Man nehme etwa Buders Version von „Es ist ein Schnitter, heißt der Tod“, in der er die Melodie behutsam umspielt, das aber so ausgewogen und mit sparsamen dissonanten Akzenten, dass er das Lied praktisch noch einmal neu schafft. Überhaupt ist es die sichere Geste in all seinen Stücken, ob improvisiert, komponiert oder bearbeitet, der Sinn für Proportionen selbst in scheinbar anarchischen Passagen, die „Changes II“ zu einem wirklich großen Wurf machen. Mit Vergleichen soll man ja zurückhaltend sein, doch Buders Gitarrenstil kommt so reif daher, dass er an Improvisationsmeister wie Fred Frith oder Hans Reichel erinnert.

Buder, der zum festen Bestandteil der Berliner Improvisationsmusiker gehört und in diversen Projekten mitspielt, begibt sich mit diesem Solo-Werk selten auf völlig atonales Freiform-Gebiet. Harmonien, Melodien und Rhythmen bleiben erkennbar, wenn auch oft in recht freizügiger Weise gehandhabt. Genau in diesem Zwischenreich tritt Buders eigene Handschrift aufs Schönste zutage.

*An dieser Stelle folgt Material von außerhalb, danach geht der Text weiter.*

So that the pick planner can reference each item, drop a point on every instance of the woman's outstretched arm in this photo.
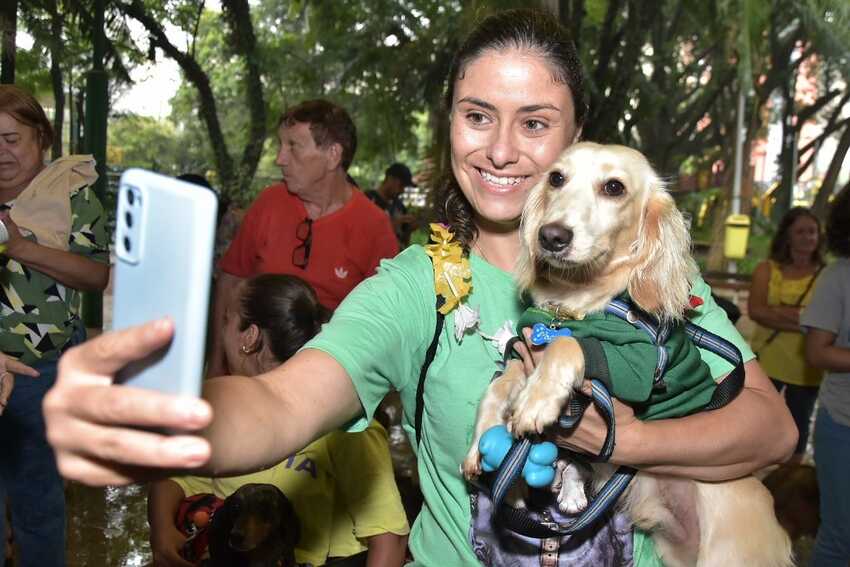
(102, 433)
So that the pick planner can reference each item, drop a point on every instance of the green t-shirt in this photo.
(380, 334)
(37, 313)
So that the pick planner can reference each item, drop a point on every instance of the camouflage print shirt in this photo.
(37, 313)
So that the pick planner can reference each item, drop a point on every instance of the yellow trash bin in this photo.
(737, 233)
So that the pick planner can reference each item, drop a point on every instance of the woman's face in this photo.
(804, 235)
(510, 120)
(20, 153)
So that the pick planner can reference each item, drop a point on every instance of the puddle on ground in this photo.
(107, 526)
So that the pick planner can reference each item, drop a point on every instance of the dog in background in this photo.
(256, 527)
(598, 224)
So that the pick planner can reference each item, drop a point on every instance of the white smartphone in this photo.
(164, 238)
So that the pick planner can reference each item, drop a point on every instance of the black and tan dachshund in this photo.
(256, 527)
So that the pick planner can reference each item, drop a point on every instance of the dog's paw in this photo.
(534, 410)
(471, 466)
(571, 495)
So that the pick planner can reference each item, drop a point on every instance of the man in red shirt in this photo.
(315, 224)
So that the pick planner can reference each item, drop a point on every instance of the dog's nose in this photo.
(237, 539)
(554, 237)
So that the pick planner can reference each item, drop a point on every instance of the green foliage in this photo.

Weniger melodisch gibt sich das Projekt Rydberg der beiden ebenfalls zur Berliner Improvisationsmusik zählenden Klangforscher Nicholas Bussmann und Werner Dafeldecker. Mit „Rydberg“ lassen sie die Improvisation allerdings weitgehend hinter sich und fügen stattdessen geloopte Klänge zu monumental-kargen Gebilden. Anfangs arbeiten sie in „Elevator“ mit geräuschhaften Drones, bei „Gardening“, mit gut sieben Minuten Dauer das deutlich kürzeste Stück, rücken maschinenartige Beats ins Zentrum. „And the Science“ rundet die Sache dann in Gestalt eines sehr entspannt-reduzierten House-Tracks ab. Vielleicht kann man dazu sogar tanzen, wichtiger scheint hingegen die allmähliche Veränderung der Klänge in Bewegung. Die Rydberg-Konstante ist übrigens eine Formel zur Berechnung der Ionisierungsenergie des Wasserstoffatoms. TIM CASPAR BOEHME

■ Hannes Buder: „Changes II“ (Umlaut Records), Release-Konzert, 28. 4., Ackerstadtpalast

■ Rydberg: „Rydberg“ (Monotype/Cargo)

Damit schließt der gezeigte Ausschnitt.